Does Time Spent in Surgery Affect Outcomes?

Orthopaedic & Spine Center

Dr. Jeffrey CarlsonJeffrey R. Carlson, MD

Whenever I discuss an upcoming surgery with my patient, there are lots of questions that come from the patient themselves, their family members and/or their caregivers.  One question that most patients don’t ask is “How long does the actual surgery take to perform?”  In general, patients want the surgeon to “take all the time they need” to make sure the procedure is performed carefully and well.   But can too much time in surgery be dangerous to your health?

There’s a distinction between the time spent in the operating room and the actual surgical procedure time.  The time spent in the OR includes the patient entering the operating room, being placed on the operating table, being prepped and draped, being given anesthesia, having surgery and waking up.  I’m much more interested in the actual time that the surgery takes to be performed, which starts when I make the first surgical incision and ends l when I close the incision with sutures or staples.  Let me explain why that is meaningful to me and should be considered by you as well.
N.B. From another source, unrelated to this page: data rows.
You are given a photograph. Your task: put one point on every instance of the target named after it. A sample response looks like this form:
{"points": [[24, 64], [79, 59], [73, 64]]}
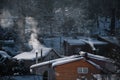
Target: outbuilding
{"points": [[74, 67]]}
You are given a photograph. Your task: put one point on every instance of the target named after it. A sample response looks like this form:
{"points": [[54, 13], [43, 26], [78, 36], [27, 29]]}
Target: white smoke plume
{"points": [[6, 19], [31, 24]]}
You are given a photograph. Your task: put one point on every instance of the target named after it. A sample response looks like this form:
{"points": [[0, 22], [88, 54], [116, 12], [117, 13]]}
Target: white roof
{"points": [[84, 41], [65, 61], [75, 42], [68, 59], [52, 61], [97, 57], [4, 54], [95, 42], [32, 54]]}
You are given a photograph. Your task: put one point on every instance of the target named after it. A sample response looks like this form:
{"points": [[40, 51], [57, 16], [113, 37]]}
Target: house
{"points": [[75, 67], [91, 45], [35, 56]]}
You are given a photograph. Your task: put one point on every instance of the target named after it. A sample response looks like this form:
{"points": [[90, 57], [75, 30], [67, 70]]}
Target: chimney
{"points": [[84, 54], [41, 55], [36, 57]]}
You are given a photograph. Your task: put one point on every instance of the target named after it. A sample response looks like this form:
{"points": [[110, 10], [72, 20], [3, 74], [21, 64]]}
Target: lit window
{"points": [[83, 70]]}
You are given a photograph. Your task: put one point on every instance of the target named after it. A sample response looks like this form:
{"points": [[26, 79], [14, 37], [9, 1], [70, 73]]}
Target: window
{"points": [[83, 70], [45, 75]]}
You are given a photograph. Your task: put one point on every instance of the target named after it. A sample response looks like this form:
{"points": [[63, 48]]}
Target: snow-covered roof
{"points": [[32, 54], [52, 61], [95, 42], [4, 54], [111, 39], [84, 41], [75, 42], [65, 61], [97, 57], [68, 59]]}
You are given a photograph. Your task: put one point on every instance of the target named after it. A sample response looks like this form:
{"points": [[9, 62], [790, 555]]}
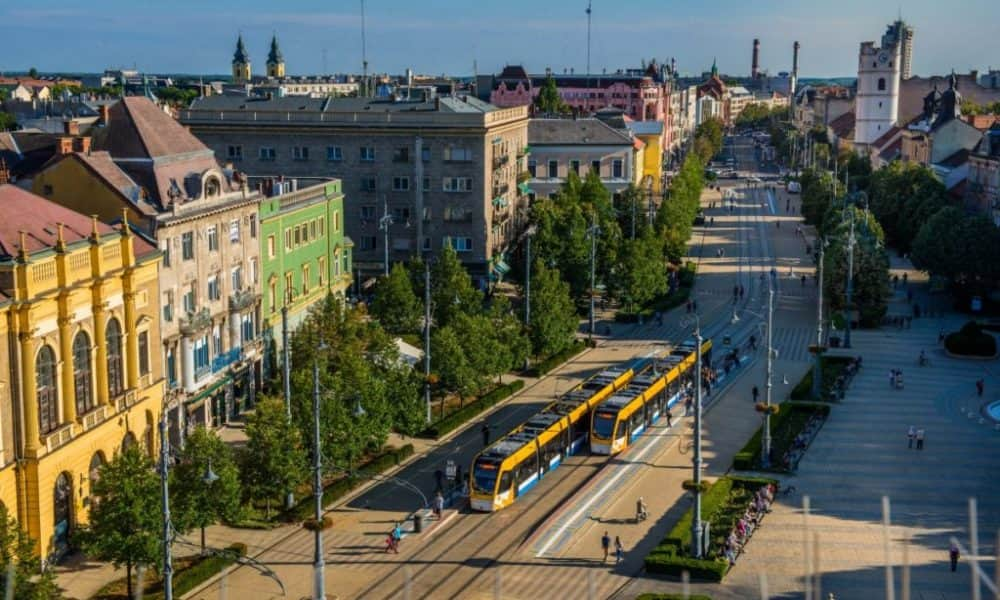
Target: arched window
{"points": [[113, 340], [81, 373], [46, 390]]}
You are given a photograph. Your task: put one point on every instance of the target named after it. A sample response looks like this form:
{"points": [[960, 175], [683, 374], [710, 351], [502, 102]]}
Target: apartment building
{"points": [[417, 174]]}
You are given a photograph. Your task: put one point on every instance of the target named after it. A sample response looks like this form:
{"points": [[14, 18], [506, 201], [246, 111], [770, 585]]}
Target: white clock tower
{"points": [[876, 106]]}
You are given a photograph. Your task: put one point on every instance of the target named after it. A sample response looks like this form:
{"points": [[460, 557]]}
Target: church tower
{"points": [[275, 61], [241, 63], [876, 106]]}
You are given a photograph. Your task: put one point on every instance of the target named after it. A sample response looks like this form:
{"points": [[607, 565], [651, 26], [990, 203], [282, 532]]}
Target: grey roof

There are some significant complications that can occur as the length of time of the actual surgery increases.  These are often magnified in those patients that already have other medical problems (such as diabetes or high blood pressure), those who have had previous surgery and in the older patient population.

A recent study published in the Global Spine Journal (Hersey, et. Al.), investigated almost 5000 patients over the age of 65 who had undergone lumbar spinal fusion surgery. Those patients with longer surgical times had a more likely occurrence of a complication.  The overall complication rate in this study was about 13% and the average operative time was 3.3 hours.  The number of complications increased with each hour the surgery took to perform.
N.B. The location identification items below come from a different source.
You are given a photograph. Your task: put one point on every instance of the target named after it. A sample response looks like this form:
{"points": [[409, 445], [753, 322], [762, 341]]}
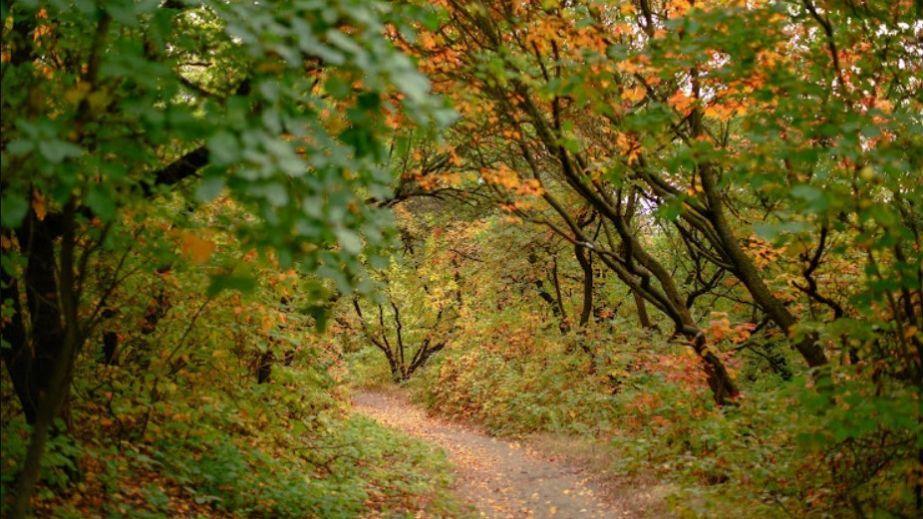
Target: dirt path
{"points": [[499, 478]]}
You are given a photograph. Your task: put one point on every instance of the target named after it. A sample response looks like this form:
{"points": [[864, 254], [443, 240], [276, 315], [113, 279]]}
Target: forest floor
{"points": [[503, 478]]}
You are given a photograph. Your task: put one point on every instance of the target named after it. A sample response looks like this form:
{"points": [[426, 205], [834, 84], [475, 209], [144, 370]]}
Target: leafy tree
{"points": [[108, 104]]}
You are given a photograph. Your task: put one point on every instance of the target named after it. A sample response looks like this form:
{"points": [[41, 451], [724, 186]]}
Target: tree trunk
{"points": [[746, 271], [585, 259]]}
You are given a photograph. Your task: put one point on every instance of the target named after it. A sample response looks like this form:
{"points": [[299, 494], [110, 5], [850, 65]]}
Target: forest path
{"points": [[499, 478]]}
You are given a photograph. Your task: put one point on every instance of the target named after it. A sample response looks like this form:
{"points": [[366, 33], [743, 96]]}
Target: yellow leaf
{"points": [[38, 205], [197, 249], [634, 94]]}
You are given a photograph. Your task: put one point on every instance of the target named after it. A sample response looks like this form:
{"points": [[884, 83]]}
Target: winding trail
{"points": [[501, 479]]}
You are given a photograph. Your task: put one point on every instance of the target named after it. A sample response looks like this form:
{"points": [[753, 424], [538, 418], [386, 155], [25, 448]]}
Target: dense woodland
{"points": [[683, 234]]}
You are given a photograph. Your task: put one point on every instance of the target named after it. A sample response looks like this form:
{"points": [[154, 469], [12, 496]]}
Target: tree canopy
{"points": [[687, 230]]}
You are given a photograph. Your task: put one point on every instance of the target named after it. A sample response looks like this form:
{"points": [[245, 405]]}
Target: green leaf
{"points": [[13, 209], [239, 283], [101, 202]]}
What are the most commonly seen surgical complications after lengthy spine surgeries? 

  1. The need for a blood transfusion – This seems intuitive, as the longer the surgery takes, the more blood is lost, so the need for a transfusion is more likely.  While rare, blood transfusions carry risks as well, such as having an allergic reaction or contracting a blood borne illness, which we definitely want to avoid after surgery.
  2. Pulmonary Embolism or blood clot in the lung – Patients in surgery are sedated and can’t move their arms and legs to keep their blood from pooling.  As a result, pooled blood can clot and then travel to the lung.  This can be very devastating and may result in death.
  3. Urinary Tract Infection – Catheters are usually inserted in the operating room to drain the patients’ bladder during the surgery.  The anesthesiologist provides needed fluids through the veins to maintain the patients’ blood pressure.  This fluid has to be excreted through the kidneys to the bladder, so the catheter will drain the bladder to keep the fluid from backing up.  The longer the surgery, the longer the catheter is in place and the more likely the patient will have a urinary tract infection.  Recovering from surgery is hard enough, so adding a urinary tract infection on top of that is very taxing on the body and should be avoided.
  4. Surgical wound infections – Patients that have longer surgical times have an increased risk of wound infections.  The longer the wound is open in the operating room and the more surgical trauma the patient endures during surgery allows the potential for bacteria to enter the wound and cause an infection. 

We’ve developed surgical techniques that utilize smaller incisions, reduce surgical time and can be done without a blood transfusion.  These techniques allow me to perform lumbar fusion surgery in under 1.5 hours, which greatly reduces the overall complication rate.  Because the incisions are smaller, the risk of infection and the post-operative pain from the procedure is decreased.  With less pain, patients are able to go home the same day, and walk around the house to keep their blood moving and minimize the risk of blood clots. 

Being your surgeon involves more than just diagnosing you with a spine issue and talking to you about surgery.  I research and develop the best surgical techniques that get my patients in and out of surgery more quickly, to reduce those intra-operative surgical risks we discussed above.  To me, I consider the most successful surgery for you to be one with no post-surgical complications, which allows you to focus entirely on your recovery and getting back to the life you love.